Edward H. "Ned" Deets III is a retired Rear Admiral (upper half) in the United States Navy. A cryptology and information warfare specialist, Deets was the senior Information Warfare Officer (IWO) in the Navy before his retirement.

==Early years==
A native of Charlottesville, Virginia, he was born on April 25, 1957. He attended Albemarle High School, and graduated from Duke University.

==Navy career==
Deets graduated from Duke University in 1979 where he was commissioned an Ensign via the Naval Reserve Officer Training Corps.

Rear Admiral Deets began his Information Warfare Officer career at the Naval Security Group Activity Kunia, Hawaii. There he served as a Direct Support Officer aboard a variety of ships in the Western Pacific, Indian Ocean, North Arabian Sea, and the Mediterranean. His next tour was at the Naval Security Group Activity Pyongtaek, Republic of Korea, as the Executive Officer.
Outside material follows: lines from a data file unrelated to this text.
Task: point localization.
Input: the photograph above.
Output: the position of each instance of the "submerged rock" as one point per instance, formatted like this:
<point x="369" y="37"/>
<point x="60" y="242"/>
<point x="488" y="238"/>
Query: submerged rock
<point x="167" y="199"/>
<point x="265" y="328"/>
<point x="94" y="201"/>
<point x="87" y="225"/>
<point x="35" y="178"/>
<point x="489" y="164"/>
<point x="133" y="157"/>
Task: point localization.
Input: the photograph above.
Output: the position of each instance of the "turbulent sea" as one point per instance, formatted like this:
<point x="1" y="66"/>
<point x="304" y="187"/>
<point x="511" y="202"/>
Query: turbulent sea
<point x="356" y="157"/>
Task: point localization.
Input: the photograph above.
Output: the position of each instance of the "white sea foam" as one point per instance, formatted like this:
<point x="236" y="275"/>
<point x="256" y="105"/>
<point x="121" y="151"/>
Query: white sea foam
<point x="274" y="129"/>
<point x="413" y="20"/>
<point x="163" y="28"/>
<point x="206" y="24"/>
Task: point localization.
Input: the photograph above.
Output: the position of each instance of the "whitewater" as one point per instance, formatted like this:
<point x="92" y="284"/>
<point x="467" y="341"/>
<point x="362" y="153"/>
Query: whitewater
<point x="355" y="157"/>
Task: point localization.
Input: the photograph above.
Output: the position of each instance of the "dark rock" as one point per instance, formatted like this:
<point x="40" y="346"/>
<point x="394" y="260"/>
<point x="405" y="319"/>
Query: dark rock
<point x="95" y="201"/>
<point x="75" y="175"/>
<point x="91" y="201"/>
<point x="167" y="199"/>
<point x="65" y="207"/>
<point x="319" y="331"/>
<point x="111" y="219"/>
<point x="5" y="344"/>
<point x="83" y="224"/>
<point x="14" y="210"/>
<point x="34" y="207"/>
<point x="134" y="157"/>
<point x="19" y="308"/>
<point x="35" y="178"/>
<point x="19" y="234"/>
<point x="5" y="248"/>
From there, he was assigned to the staff of Commander in Chief, United States Atlantic Fleet.

In 1991, he reported to Commander, Carrier Group 2 aboard USS John F. Kennedy (CV 67) as the Staff Cryptologist. He deployed to the Mediterranean Sea and also participated in several counternarcotics operations on various ships. In 1993, he became the Cryptologic Junior Officer Detailer at the Bureau of Naval Personnel in Washington, D.C. Next, he spent two years on the staff of the U.S. Sixth Fleet in Gaeta, Italy, as the Command and Control Warfare Officer. He also attended the National War College at Fort McNair, Washington, D.C., where he graduated with honors in 1998. He served a follow-on joint assignment as the Executive Assistant to the National Security Agency Chief of Staff.

Rear Admiral Deets’ personal awards include the Legion of Merit, the Defense Meritorious Service Medal, the Meritorious Service Medal with gold star, the Navy and Marine Corps Commendation Medal with two gold stars, the Army Commendation Medal, and the Navy and Marine Corps Achievement Medal. He holds a Master of Science Degree in National Security Strategy with a concentration in Information Strategies.

==Additional education==
Deets attended the National Defense University where he graduated with honors in 1998.

==Awards and honors==
Deets has been awarded the Legion of Merit, the Defense Meritorious Service Medal and numerous other personal and unit commendations.

==Personal life==
He is married, with two teenaged sons.